By:
Chimera
This is important for a couple of reasons, namely it is the final bouldering World Cup before the Olympics, and it is also a first chance to see how some of the Olympic hopefuls are stacking up on a lead wall this season.
There were some notable omissions – Shauna Coxsey didn’t travel for GB, and Jessica Pilz also missed the event as she continues to recover from a pulley injury.
The women’s field was still stacked with talent though, from the young American duo Brooke Raboutou and Natalia Grossman, who both did so well on home soil at the last two World Cups, to Olympic favourite Janja Garnbret.
While for the men’s side of the competition, Japan sent a full contingent with the likes of Tomoa Narasaki joined by Kokoro Fujii, Kai Harada and Rei Sugimoto. Adam Ondra was also in attendance, as were Alex Megos and Sean Bailey.
The men’s competition had a few more shocks and twists, with heavy favourite Adam Ondra slipping off the lead wall at a very early stage and propping up the field in the finals. Jakob Schubert won on home soil to show that he is finding some form before the Olympics, with the podium completed by Stefano Ghisolfi and Sascha Lehmann, neither of whom are on the Tokyo start list.
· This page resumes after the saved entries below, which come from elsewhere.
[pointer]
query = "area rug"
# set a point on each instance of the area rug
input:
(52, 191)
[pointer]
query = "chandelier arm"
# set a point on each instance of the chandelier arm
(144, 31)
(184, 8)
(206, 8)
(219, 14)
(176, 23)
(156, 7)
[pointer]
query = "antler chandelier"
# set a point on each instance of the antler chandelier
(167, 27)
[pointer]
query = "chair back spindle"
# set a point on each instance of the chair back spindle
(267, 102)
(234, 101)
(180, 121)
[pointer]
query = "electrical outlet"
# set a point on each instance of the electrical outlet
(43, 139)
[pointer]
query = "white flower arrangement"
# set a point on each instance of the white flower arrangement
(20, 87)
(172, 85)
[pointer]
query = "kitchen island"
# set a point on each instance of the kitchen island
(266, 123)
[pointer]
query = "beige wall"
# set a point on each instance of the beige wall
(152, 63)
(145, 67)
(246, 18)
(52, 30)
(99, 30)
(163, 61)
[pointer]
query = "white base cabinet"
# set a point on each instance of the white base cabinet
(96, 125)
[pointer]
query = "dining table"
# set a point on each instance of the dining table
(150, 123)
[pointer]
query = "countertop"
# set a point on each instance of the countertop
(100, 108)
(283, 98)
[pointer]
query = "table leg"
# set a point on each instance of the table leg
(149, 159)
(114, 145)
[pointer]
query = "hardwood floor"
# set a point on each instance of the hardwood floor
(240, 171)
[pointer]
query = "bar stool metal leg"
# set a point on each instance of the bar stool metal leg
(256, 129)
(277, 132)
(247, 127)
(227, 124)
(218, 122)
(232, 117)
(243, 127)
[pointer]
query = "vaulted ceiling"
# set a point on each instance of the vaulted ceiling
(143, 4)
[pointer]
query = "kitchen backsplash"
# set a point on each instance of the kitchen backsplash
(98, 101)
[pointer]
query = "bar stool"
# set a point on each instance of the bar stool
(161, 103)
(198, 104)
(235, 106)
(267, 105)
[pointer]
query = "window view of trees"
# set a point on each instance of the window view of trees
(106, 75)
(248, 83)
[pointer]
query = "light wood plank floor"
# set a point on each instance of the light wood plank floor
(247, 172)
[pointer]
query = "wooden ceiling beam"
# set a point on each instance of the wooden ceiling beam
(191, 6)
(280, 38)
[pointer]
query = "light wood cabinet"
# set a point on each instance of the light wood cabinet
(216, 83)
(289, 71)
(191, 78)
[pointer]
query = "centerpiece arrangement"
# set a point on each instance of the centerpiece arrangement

Then at the weekend, it was all about the bouldering. The women were up first, but the final became a battle of conditions more than blocs when a heavy storm rolled through. Given this is an outdoor event, the holds were picking up moisture and sweating, hardly ideal and certainly adding an unwanted degree of difficulty. In the end the final had to be reduced to three blocs, and was won by the Queen herself, Garnbret, who flashed every bloc.
The men’s final was heavily delayed by that weather system, and they had a hard time finding grip out there especially on the no hands slab problem. Again they were reduced to three boulders, and in the end Yoshiyuki Ogata won for Japan with two tops, ahead of one of the Olympic favourites Tomoa Narasaki, with Japan clean sweeping the podium as Kokoro Fujii took bronze. Watching the first men’s problem is strongly advised, with the beta found by Ogata pretty incredible.
With the Olympics now just a month away, there are a couple more opportunities for those going to get fully into competition mode with a Lead and Speed World Cup in Villars next weekend, and another chance at Lead in Chamonix on the weekend of the 12th July. Don’t expect that to be particularly full of big names though, with most of the Olympic hopefuls likely to already be in Japan getting acclimatised ahead of the Games.
Although the Olympic field doesn’t necessarily contain all the in-form athletes, given most of the qualifying slots were awarded back in 2019, it should still be an incredible event and something of a swansong for the likes of Coxsey and Aguchi. There could well be some late adjustments though, with Miho Nonaka unable to start the bouldering final in Innsbruck due to injury, and Pilz still struggling. Will they make it to the start line in Tokyo? Only time will tell.